White, 69, had been notified to collect his items from the unit before it was cleared, but he did not take up the opportunity.
Instead, he was arrested by police at his home at Tewantin, in the Sunshine Coast town of Noosa, weeks after the discovery of his victim's body. He was then charged with murder.
White admitted to police that he shot and killed Mr Christianos during an alcohol-fuelled argument in 2001.
Today, he pleaded guilty in the Melbourne Magistrates' Court to the lesser offence of manslaughter.
The court heard Mr Christianos was a graphic designer who sold portraits of champion footballer Gary Ablett and cricket legend Don Bradman in White's memorabilia shop at Malvern East.
He also lived at the business with White for a period of time before moving to Bentleigh East, where he was living at the time he was killed.
The court heard the men went to a pub in Caulfield together on the night of Mr Christianos's death and returned to White's business to continue drinking.
They began arguing before Mr Christianos pulled out a knife, prompting White to arm himself with a gun.
He shot Mr Christianos twice, killing him.
The court heard Mr Christianos had a history of being violent and acting irrationally, and had been banned from a number of local pubs.
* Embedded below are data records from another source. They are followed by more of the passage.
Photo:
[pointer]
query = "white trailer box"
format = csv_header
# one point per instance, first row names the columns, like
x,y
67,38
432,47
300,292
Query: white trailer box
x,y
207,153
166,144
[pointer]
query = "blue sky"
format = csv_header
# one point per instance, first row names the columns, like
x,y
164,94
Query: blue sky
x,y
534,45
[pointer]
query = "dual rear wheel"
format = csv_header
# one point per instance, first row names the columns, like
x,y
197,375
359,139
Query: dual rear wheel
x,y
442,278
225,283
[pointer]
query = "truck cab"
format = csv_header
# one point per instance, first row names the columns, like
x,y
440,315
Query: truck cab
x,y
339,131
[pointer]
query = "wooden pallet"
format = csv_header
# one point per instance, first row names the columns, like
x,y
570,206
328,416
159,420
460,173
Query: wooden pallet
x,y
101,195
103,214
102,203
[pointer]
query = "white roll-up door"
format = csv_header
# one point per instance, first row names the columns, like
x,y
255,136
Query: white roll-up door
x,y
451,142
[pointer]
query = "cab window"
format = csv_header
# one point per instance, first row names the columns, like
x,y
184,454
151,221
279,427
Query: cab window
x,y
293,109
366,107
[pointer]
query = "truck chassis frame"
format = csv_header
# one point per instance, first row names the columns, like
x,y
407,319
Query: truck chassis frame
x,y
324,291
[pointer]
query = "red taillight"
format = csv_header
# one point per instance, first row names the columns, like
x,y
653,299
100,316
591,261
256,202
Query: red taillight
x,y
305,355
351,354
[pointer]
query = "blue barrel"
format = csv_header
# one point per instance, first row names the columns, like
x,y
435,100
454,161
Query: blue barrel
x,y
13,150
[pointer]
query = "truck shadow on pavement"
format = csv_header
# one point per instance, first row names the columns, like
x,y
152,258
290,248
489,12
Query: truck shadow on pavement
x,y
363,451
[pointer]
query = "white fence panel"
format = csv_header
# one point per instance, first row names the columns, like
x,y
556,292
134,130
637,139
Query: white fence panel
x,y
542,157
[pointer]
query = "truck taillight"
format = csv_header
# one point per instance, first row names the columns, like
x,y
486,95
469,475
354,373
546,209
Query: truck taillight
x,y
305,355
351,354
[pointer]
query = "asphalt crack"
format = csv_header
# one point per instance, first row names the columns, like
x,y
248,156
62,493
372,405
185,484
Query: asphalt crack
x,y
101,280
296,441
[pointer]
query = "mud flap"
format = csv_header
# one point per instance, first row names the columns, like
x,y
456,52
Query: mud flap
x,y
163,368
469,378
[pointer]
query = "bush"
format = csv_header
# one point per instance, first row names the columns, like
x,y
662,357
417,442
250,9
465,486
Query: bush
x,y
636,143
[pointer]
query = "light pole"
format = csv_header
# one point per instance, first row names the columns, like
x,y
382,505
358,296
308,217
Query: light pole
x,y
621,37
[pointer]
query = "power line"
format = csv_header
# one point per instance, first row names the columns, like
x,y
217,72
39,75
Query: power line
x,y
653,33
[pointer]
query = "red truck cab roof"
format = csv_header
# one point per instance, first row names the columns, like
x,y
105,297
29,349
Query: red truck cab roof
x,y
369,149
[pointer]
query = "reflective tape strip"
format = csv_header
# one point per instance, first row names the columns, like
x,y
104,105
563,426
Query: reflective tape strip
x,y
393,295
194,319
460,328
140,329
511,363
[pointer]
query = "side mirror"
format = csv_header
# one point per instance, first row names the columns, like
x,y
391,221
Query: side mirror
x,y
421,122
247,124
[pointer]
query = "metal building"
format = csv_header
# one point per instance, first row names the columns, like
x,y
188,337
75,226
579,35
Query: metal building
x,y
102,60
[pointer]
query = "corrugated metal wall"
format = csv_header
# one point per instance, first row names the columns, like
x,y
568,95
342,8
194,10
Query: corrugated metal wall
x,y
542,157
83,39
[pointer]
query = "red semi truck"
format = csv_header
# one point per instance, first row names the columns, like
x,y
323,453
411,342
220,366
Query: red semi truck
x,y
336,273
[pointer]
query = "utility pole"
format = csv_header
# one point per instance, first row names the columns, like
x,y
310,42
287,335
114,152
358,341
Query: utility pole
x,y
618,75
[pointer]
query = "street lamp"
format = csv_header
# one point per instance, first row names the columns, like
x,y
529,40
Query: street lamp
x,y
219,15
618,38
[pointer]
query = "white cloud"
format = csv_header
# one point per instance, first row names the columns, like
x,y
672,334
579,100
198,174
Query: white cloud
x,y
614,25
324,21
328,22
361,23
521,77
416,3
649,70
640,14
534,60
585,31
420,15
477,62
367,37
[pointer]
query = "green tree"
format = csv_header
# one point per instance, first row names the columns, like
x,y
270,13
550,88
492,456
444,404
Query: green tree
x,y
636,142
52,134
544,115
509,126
After pleading guilty, White applied for bail on the basis he had lived a law-abiding life since killing Mr Christianos, was not at risk of fleeing, and had personal and medical issues he needed to sort out before spending a lengthy time in custody.
His barrister, Philip Dunn QC, also told the court White's memories of traumatic incidents he experienced while living in an institution as a child contributed to his fears about his safety in custody at the maximum-security Barwon Prison.
Mr Dunn said he was being held with some of the state's worst "villains" and had witnessed several violent incidents while in prison.
Prosecutors opposed bail and it was denied.
White will appear in the Victorian Supreme Court for a directions hearing on Thursday.